Lifestyle alternatives for borderline cases include the portfolio diet (plant sterols, nuts, viscous fiber, soy protein), which reduces LDL by 25-35% — approaching low-dose statin levels. Red yeast rice contains natural lovastatin but has variable potency and the same interaction profile as statins.
Preguntas frecuentes
Do you need to fast before a lipid panel?

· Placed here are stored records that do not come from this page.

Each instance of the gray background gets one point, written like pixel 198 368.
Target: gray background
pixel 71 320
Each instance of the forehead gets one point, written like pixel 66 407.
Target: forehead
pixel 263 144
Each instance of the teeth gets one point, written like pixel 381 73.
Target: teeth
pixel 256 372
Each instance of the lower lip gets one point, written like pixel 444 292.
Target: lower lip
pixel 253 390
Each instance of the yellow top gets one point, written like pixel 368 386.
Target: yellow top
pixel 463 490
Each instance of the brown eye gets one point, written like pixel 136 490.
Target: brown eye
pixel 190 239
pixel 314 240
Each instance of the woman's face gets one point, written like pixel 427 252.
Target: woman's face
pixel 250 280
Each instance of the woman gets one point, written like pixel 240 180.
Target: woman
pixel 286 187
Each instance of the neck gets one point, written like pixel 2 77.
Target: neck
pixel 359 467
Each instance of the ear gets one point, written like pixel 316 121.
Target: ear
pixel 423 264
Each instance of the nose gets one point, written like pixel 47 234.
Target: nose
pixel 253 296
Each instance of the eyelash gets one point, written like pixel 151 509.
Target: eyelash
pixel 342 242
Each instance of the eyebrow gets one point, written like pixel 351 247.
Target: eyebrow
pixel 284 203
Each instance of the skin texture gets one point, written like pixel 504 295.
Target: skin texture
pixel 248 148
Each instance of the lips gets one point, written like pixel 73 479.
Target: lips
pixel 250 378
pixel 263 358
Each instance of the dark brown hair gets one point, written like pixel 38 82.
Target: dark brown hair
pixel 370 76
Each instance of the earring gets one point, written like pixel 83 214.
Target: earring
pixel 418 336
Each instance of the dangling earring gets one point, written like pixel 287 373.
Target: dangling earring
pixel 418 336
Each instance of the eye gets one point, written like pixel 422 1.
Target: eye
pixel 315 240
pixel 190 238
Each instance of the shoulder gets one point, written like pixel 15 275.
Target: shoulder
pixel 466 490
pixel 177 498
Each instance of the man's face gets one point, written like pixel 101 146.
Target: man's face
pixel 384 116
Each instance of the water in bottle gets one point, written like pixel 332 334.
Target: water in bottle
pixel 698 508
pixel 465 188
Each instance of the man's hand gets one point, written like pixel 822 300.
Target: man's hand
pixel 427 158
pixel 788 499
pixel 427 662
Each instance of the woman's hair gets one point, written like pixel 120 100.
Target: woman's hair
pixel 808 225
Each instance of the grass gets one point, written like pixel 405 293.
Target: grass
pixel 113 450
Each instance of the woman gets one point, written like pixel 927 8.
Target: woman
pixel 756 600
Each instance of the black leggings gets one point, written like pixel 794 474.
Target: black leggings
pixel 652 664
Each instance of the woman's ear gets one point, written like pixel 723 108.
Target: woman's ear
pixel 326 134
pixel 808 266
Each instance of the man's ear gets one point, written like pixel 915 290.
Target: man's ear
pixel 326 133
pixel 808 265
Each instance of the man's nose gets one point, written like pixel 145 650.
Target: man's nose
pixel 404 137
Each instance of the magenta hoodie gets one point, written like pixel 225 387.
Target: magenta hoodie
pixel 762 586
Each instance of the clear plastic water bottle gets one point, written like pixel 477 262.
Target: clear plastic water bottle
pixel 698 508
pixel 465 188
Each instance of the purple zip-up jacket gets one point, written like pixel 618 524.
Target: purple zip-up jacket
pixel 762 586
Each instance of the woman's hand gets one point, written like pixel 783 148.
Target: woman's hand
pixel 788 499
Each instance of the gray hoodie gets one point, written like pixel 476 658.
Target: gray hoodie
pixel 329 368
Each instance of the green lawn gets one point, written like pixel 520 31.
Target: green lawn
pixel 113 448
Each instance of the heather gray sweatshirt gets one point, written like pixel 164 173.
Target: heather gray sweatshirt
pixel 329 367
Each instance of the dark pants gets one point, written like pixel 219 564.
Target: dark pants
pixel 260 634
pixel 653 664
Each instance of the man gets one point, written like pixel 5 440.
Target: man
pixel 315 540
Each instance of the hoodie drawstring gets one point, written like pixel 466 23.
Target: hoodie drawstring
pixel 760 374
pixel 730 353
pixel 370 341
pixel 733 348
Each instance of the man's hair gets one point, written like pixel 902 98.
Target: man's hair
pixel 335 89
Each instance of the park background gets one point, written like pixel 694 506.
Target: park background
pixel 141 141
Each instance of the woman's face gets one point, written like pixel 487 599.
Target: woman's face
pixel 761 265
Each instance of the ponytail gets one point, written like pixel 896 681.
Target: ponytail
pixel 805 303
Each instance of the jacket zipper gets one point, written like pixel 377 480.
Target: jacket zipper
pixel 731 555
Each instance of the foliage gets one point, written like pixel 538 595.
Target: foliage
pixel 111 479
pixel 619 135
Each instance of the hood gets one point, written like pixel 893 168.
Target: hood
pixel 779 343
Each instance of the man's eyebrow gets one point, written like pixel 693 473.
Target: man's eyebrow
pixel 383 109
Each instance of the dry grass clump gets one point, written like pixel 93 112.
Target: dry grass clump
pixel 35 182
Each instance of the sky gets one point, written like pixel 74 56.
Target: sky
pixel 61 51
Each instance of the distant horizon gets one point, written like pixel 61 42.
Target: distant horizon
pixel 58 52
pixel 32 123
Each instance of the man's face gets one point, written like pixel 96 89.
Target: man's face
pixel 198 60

Recent guidelines have shifted: the 2016 EAS/EFLM consensus statement found fasting and non-fasting lipid panels are equally valid for cardiovascular risk assessment. Triglycerides increase modestly (up to 25 mg/dL) after eating, but this does not significantly change risk classification for most people. Many labs now accept non-fasting samples. Ask your doctor about their preference.
Is high HDL always good?
Generally yes, but extremely high HDL (above 100 mg/dL) may paradoxically be associated with increased cardiovascular risk in some genetic contexts. A 2022 study in JAMA Cardiology found very high HDL was associated with increased all-cause mortality. The relationship between HDL and health appears to be U-shaped rather than linear. HDL between 40-80 mg/dL is considered the optimal range.
How often should cholesterol be checked?
Adults aged 20+ should be screened every 4-6 years if low risk. After age 40, or with risk factors (family history, diabetes, smoking, obesity), annual testing is recommended. If on statin therapy, check 4-12 weeks after starting and at least annually thereafter. Children should be screened once between ages 9-11 per AAP guidelines.